For those of you who don’t know, I’m Smed, purveyor of Smed’s corner and all around guy. I’m a 40-year old husband and father with a big house, a big record collection, and seemingly too much (clap, clap) time on my hands.

So the Loopmeister asked us to write about three songs. Well, if you read my stuff you know I can’t just be content at three. Right now, I’m writing about the 150 (or so) of my favorite albums, ten (or so) at a time. So I picked a slew of songs and here they are. Enjoy, and get it on! (To quote Billy Gibbons from ZZ Top, or was that Dusty Hill…anyway, I digress as is my wont in life…)

So, on with da show:

“This Whole World” – Beach Boys
“You Still Believe in Me” – Beach Boys

Of all the Beach Boys songs, these are probably the two best examples of Brian Wilson’s songcraft, production skills, and ear for an arrangement in its totality. “This Whole World” is from Sunflower and is a wonder of a song in less than two minutes. “You Still Believe in Me” is from Pet Sounds, only the best album ever recorded.

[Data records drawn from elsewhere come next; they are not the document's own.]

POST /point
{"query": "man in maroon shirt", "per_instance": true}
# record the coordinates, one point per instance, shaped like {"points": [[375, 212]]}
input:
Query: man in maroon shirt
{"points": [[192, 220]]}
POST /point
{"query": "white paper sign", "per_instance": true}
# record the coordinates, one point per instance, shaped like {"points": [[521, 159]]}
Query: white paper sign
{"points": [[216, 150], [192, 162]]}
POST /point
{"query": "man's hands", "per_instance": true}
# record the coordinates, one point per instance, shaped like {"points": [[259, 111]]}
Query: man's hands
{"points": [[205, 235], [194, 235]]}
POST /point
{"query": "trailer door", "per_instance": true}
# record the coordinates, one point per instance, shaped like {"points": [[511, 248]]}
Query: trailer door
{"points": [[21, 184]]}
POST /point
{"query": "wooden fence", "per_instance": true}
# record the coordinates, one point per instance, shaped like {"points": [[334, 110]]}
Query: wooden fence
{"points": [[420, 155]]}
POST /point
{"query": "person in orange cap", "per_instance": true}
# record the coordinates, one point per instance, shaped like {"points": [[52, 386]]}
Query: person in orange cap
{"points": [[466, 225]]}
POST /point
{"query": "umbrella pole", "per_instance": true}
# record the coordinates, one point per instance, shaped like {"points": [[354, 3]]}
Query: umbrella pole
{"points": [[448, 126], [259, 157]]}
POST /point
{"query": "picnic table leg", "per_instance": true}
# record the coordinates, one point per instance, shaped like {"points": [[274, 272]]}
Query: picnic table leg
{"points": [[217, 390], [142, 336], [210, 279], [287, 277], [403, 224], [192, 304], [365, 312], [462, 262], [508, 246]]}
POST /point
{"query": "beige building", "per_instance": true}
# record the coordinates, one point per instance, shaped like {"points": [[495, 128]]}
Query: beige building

These songs bring out divergent feelings in me as “This Whole World” makes me happy and buoyant about life, while “You Still Believe in Me” causes me to weep as it is so moving and touching.

“Goin’ Back” – The Byrds
“Wasn’t Born to Follow” – The Byrds.

Both of these songs are on The Notorious Byrd Brothers, the best full album that group ever did. These songs were both written by Carole King and Gerry Goffin, and the Byrds really treat them well, drenching them in perfect harmonies and great arrangements.

“Goin’ Back” is a great look at childhood, and gives on a sense of longing, yet contentment. “Wasn’t Born To Follow” is a great statement about life, and the kind of life I long to lead.

“The Ballad of El Goodoo” – Big Star

A classic underrated band, this song off of #1 Record is poignant, touching and defiant. Alex Chilton pours out his heart and soul and one is moved at the feelings that are welling inside of him.

“Nice to Be With You” – Gallery

It’s 1972. A six-year old boy is sitting by the radio, a magical thing he just discovered, It’s a little box that plays music!) and all of a sudden he hears these chiming acoustic guitars, a drum beat, and then an incessantly cheery chorus. “Oh, it’s so nice to be with you / I love all the things you say and do…” The boy, he is in heaven. He basically forces his mother to buy him a record (K-Tel’s 22 Explosive Hits) that had that song on it. He plays the album constantly. He then finds that his sister left behind some albums of hers, and he plays them constantly. Even though he first loved music at at three, when his sister bought him “Incense and Peppermints” as a 45, he falls in love with the album, where you get many, many songs for one low price. And so, he becomes Smed.

Whether that’s good or bad, it’s up for interpretation.